Conversaciones en el hoyo 19: principios

— Día memorable—dijo Santiago, satisfecho con los 18 hoyos que acababa de jugar.
—Y que lo digas—añadió Juan—. Hoy todos hemos jugado muy bien. Nos salía todo lo que intentábamos.
—Imagino habéis visto que han retirado un montón de helados de la Innombrable, por tener óxido de etileno—dijo Pascual, que había trabajado en la multinacional muchos años.
—Pues ya tienen motivos para reducir el aumento de sueldo de sus trabajadores el año que viene—dijo riendo Santiago—. Por lo que recuerdo, los trabajadores de esa empresa hacían apuestas en el bar acerca de la excusa que iba a utilizar la Innombrable para reducir el aumento anual. Cuando hacía poco calor en verano y vendían menos helados esa era la excusa. O que el precio de la leche había subido. La cuestión era no subir el sueldo a sus trabajadores.
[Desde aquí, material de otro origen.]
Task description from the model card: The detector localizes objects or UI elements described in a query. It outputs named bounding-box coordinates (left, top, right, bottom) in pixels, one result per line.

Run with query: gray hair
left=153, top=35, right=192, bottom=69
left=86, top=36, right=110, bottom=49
—Yo hace años que intento no comprar nada de esa multinacional. No sé si os habéis dado cuenta de que cuando pillan a empresas con irregularidades, la Innombrable aparece siempre. Ya sea por el aceite de palma, las avellanas turcas que compra, el agua que extrae en lugares con sequía, los despidos de trabajadores en Colombia por exigir sus derechos…—explicó Pascual—. Y lo peor es que los pillan siempre. Gastan millones en intentar convencernos de que tienen unos principios intachables y luego aparecen noticias en los pocos medios que no tienen controlados, explicando sus sucios negocios. Lo que está claro es que en cada país en el que tienen fábricas, sus principios cambian.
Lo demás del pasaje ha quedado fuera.